After stumbling on a vault landing in the team competition final, Biles withdrew from three of her event finals, citing her mental health.

Earlier this month, while testifying before Congress, Biles tied her performance in Tokyo to her struggle to recover mentally after being abused by Nassar, a former USA Gymnastics team doctor who is now serving up to 175 years in prison for sexually assaulting hundreds of girls and women.

In the interview with New York Magazine, Biles said she is back in therapy and calls her recovery from the abuse she suffered a frustratingly long “work in progress.”

“You get surgery, it’s fixed. Why can’t someone just tell me in six months it’ll be over?” Biles said. “Like, hello, where are the double-A batteries? Can we just stick them back in? Can we go?”

Leading up to the Tokyo Games, Biles said she “didn’t feel as confident as I should have been with as much training as we had.”

Once there, Biles said she faced what in gymnastics is called “the twisties,” when one loses sense of where they are in the air or in their routine.

“If I still had my air awareness, and I just was having a bad day, I would have continued,” Biles told the magazine. “But it was more than that.”

“It’s so dangerous,” she said. “It’s basically life or death. It’s a miracle I landed on my feet. If that was any other person, they would have gone out on a stretcher. As soon as I landed that vault, I went and told my coach: ‘I cannot continue.’”

Biles faced criticism from some when she withdrew from her Olympic events, but she was mostly applauded for listening to her body and prioritizing her mental health.

To those critics who said she went to Tokyo and quit, Biles compared what she went through to suddenly waking up blind one day.

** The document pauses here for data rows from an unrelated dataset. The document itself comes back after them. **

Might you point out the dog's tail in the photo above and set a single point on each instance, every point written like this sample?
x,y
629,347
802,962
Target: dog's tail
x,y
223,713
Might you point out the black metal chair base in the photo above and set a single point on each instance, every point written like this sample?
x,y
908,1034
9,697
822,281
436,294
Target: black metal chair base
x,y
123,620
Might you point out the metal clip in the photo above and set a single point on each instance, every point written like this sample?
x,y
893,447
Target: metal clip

“Say up until you’re 30 years old, you have your complete eyesight,” she said. “One morning, you wake up, you can’t see … but people tell you to go on and do your daily job as if you still have your eyesight. You’d be lost, wouldn’t you? That’s the only thing I can relate it to. I have been doing gymnastics for 18 years. I woke up — lost it. How am I supposed to go on with my day?”

In the nearly two months since she returned home from Tokyo, Biles said she has had time to come to terms with what happened, though she said it still feels in many ways like she “jumped out of a moving train.”

“Everybody asks, ‘If you could go back, would you?’ ” Biles told New York Magazine. “No. I wouldn’t change anything because everything happens for a reason. And I learned a lot about myself — courage, resilience, how to say no and speak up for yourself.”